Aquí hace un buen tiempo, no digo que haga mucho calor pero está agradable,
adecuado para consumir litro tras litro de una buena cerveza inglesa.
Sigo
empapelando y pintando. Es un rollo, pero tengo que pagar algo a mi madre,
¿verdad? Lo hago porque hace falta y porque me gustaría que mi madre tuviera
una buena casa. Está jubilada y me pidió que empapelara, ¿qué otra cosa podría
hacer? Si mi madre me pidiera que dejara de beber lo haría (un poco, al
principio).
Esto
me recuerda que mi hermana se compró un video (robado, por supuesto) y la
semana pasada compramos la película “The life of Brian”. Sigue dándome mucha
gracia la cita: “¿Madre, esto no quiere decir que te violarán, verdad?”, “Pues
un poco, al principio”. ¿Te acuerdas Hugo? ¡Qué risa!
El fin
de la semana pasada salí con mis amigos. Fuimos a una fiesta y, como siempre,
cogí un gran pedo. Pero por primera vez no me propasé, hice un esfuerzo que ni
veas. Me dije: “Alan, no vas a meter la pata”. Y no lo hice. Tendré más
oportunidades, de eso estoy seguro.
Voy a
estar una semana más aquí y luego iré a Londres a buscar trabajo. Aquí cobro el
subsidio por paro, unas 24.000 pesetas al mes, no es mucho, pero me las apaño,
dado que no doy nada a mi madre porque no lo acepta.
Mañana
viene mi tía así que tengo que apresurarme para acabar lo de la casa. Se va a
quedar unos días. Es muy maja. Mi madre está bien. Acaba de salir para cobrar
su jubilación. Ayer era día de fiesta, ella salió; supongo que ¡se cogió un
pedo, joder! Pienso que también odia a los abstemios, pero no tanto como
nosotros.
Muy
pronto mi hermana se va de vacaciones con amigos, a Bélgica.
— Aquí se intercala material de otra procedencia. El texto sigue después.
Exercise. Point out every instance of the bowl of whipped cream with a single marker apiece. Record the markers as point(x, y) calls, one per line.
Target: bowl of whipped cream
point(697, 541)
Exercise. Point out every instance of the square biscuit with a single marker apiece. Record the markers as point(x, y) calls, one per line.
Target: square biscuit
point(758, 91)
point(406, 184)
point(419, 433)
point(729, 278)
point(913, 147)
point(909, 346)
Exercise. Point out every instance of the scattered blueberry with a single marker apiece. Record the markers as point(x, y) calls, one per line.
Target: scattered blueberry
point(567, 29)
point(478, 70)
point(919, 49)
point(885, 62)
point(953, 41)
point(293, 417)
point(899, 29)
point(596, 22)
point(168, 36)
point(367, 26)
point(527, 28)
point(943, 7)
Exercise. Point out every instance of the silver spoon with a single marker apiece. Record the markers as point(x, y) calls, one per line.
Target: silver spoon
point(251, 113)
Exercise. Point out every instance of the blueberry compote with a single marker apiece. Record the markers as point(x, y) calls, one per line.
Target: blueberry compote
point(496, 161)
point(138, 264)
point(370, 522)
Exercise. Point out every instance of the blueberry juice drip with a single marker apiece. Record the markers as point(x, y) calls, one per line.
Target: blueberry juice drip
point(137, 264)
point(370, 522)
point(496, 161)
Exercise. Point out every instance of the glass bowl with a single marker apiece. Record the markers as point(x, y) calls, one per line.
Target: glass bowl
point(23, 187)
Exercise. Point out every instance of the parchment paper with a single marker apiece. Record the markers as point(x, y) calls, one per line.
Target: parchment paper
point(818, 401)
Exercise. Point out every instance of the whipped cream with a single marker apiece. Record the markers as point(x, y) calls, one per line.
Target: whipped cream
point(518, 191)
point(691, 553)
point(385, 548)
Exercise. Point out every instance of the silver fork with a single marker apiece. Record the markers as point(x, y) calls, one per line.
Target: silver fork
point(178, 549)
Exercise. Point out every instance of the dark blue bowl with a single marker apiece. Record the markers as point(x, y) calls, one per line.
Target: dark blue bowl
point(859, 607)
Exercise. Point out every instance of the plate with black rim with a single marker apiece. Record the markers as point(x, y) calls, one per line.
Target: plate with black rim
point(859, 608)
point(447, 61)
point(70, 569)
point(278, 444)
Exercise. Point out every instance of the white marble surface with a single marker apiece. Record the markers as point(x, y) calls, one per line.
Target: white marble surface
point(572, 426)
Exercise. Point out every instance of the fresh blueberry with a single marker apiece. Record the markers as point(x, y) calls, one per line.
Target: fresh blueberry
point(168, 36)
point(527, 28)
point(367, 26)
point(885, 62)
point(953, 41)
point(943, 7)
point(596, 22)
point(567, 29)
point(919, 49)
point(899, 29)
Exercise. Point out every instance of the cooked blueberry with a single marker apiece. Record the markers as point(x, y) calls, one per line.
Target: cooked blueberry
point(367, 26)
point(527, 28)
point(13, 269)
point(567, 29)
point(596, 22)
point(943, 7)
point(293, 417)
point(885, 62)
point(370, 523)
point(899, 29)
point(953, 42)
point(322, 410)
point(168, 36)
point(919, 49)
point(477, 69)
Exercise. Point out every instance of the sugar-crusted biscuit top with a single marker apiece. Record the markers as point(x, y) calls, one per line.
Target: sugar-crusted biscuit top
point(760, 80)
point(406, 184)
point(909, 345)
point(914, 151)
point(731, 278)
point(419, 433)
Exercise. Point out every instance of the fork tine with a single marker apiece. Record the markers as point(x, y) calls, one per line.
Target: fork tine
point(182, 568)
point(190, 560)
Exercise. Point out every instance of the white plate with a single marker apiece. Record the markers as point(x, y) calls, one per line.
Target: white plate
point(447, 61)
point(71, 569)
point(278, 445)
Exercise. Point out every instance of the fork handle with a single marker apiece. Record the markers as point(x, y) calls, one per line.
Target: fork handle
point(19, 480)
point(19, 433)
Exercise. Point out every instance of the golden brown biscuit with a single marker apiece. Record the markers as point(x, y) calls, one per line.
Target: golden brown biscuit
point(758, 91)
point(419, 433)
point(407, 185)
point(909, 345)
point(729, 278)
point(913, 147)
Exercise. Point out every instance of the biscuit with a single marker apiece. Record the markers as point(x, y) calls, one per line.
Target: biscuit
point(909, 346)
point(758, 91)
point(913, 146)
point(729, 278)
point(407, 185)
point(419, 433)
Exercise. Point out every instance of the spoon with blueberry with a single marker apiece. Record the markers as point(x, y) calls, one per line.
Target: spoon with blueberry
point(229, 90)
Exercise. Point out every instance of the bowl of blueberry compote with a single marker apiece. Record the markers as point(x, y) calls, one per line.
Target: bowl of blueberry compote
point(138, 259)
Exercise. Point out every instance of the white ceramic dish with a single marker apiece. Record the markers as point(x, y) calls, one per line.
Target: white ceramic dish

Van al “Beer
festival”. En inglés llamamos estos festivales así y en los folletos de las
agencias de viaje ponen el mismo nombre, me parece que porque nadie tiene los
cojones para llamarlos como lo que realmente son: ‘BORRACHERAS’. Si yo fuera, cogería una borrachera a tope. A
lo mejor podría hacerme echar de Bélgica.
Pusiste
en tu carta que no te iba a escribir. Siempre te voy a escribir, con tal que tú
me escribas. Sabes que te quiero mucho. Mi problema es que me cuesta mostrar mi
afecto. Es uno de mis muchos defectos. Aún hago esto con mi hermana Lynda, y la
quiero muchísimo. Así que perdóname si en el pasado me he portado mal contigo,
si he querido ir a mis anchas pasando de todo. Pero al mismo tiempo te quería y
sigo queriéndote. ¿Me perdonarás, no? Tengo un gran afecto para ti y espero,
caiga quien caiga, que no me olvides.
Da mis
recuerdos a los amiguetes de la academia. Oímos decir en los noticiarios de
aquí que Mme. Chardy tuvo un ataque de corazón. Alguien le robó un par de bragas que había tendido en la
terraza. Le habían costado 200 pesetas. La policía cogió al golfo. Mme. Chardy
pidió al juez de instrucción que lo colgaran de los cojones hasta que le
pagaran las 200 pesetas, más intereses. Cuando pienso en Mme. Chardy y su
obsesión por la pasta me pongo enfadado. Nunca he conocido a una persona tan
tacaña, y me cago en esa clase de gente. Si volviera a Madrid, no querría
trabajar otra vez allí por dos razones: pienso que Mme. Chardy no tiene corazón
(recuerda el rollo de los libros, sabía que estaba chungo de dinero y quiso
descontarme 440 pesetas por un libro) Y la segunda es que no quisiera que se
repitieran los problemas que tuve allí.
Por lo
pronto, ya veremos lo que pasa. Estos próximos días serán decisivos. Y sabré si
mi futuro mejorará o se hundirá. Espero que algo me salga.
Te voy
a mandar dos fotos: una de mi madre, que se llama Eillen, y otra de mi hermana
Lynda. Escríbeme pronto. Cuando recibas esta carta estaré en Londres. ¡Ojalá!